There really was no trigger that sent stocks lower today. Deflation continues to rule the day. Gold and oil were absolutely pummeled. All of you gold bugs out there need to reconsider your strategy over the next year or two IMO. The $30 drop in gold today was a sign that deflation is here, and may stay for a couple years as Rosenberg suggested yesterday. The fact that gold has pulled back after that big move in the past couple months is a bearish sign in my view.
I am not saying the thesis is wrong. I am just suggesting that you might be early. Gold may very well end up at $2,000 an ounce before this is all said and done as we eventually get whacked by inflation. However, bonds and commodity prices are telling you that deflation is a huge force rigth now. This does not bode well for any assets.
Gold should used be a hedge right now folks. If its a core holding, I suggest you think twice about it in this type of deflationary environment.
A deflation spiral could send gold into the $400-500 range in the short term if the Fed cannot create inflation. Why do I say this? Lets once again take a look at Merrill's debt to GDP ratio chart:
As you can see, the debt load that's currently being carried in this nation is almost twice what it usually is during normal times.
This simply cannot be maintained! Consumers will be forced to pullback on spending as they attempt to pay down debt. This is an extremely overpowering deflationary force. Its almost impossible to see inflation in this environment. Consumers have no purchasing power because their debt levels are twice what they usually are. Making matters worse is their wages continue to stay flat(that is if they don't get laid off).
You must have rising wages in order to see the sustained inflation like we did in the 1970's. Unions were able to increase wages during that period. Companies today are doing the exact opposite. They are decreasing wages in order to survive the most brutal recession seen since the 1930's.
Now inflation is still a risk down the road. I say this because inflation can also be caused by a serious cutback in production which results in less supply. However, we could be years away from seeing this. The excesses that have been built up by 25 years of over consumption are staggering and may take years to correct.
Housing is a perfect example. We have 11 months of inventory which is twice the historical average. The same is true for almost everything else. Have you driven down the main drag in your town lately? There is a mall and a Home Depot on practically every street corner in this country which results in a huge glut of inventories in areas like clothing, building supplies, furniture, electronics etc.
We will need to see many BK's before we can begin to ruduce the massive glut of supplies in this country. Massive deflationary forces will be in play in order to accomplish this. Remember folks, we spent two decades spending like a drunken sailor! These inventories won't go away overnight!

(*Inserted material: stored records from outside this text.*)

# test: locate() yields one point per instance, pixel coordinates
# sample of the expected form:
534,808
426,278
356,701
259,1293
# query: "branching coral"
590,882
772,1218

The fact the consumer is filled to the gills in debt will force this process to take even longer to play out because they can't even afford to buy things on sale.
This is why you need to be careful if you own gold or are long oil here. No one has enough buying power to sustain asset prices right now. If you want to own gold as a geopolitical play or as a play against a failed currency then keep your stash. I think the odds of this bet ever paying off anytime soon are against you, but that's your choice!
If our currency fails and its Mad Max time, I don't see what a gold bar is going to do for me other than make for a nice doorstop. I can't eat gold. I don't see how you can realistically use it to pay for something. If its Mad Max time I would much rather have a farm where I can grow food.
Like I said before, gold may get up to 2k an ounce down the road as a result of some sort of panic, but I see a lot of short term pain before it possibly ever gets there.
Bottom Line:
Tomorrow will be an interesting day. I still held onto SRS and FAZ. Both were up big today. I think someone is in trouble in the banking world. Citigroup and Bank of America were both down over 10%. I guess its time for the Treasury to throw some more money into these black holes. I have a bad feeling in my gut around the financials right now. However, they are too cheap at these levels to add short postions in my opinion considering they are backstopped by the government.
I have been saying for weeks that the financials companies are DEAD. Nothing today told me otherwise. I will continue to short financials with my FAZ. I think tomorrow might be a green day. AA earnings came out and the market moved higher even though they were awful. They already pre-announced this though last week and so I think the market priced it in.
I actually put a long on late today. I bought some QQQQ calls when the NASDAQ was getting creamed at the end of the day. Tech has gotten destroyed over the past few sessions, and it looks a little overdone to me in the short term.
Its earnings time folks. Lets see how bad they are. This will dictate where we go from here. Be careful this week. Its options expiration and things can get very volatile.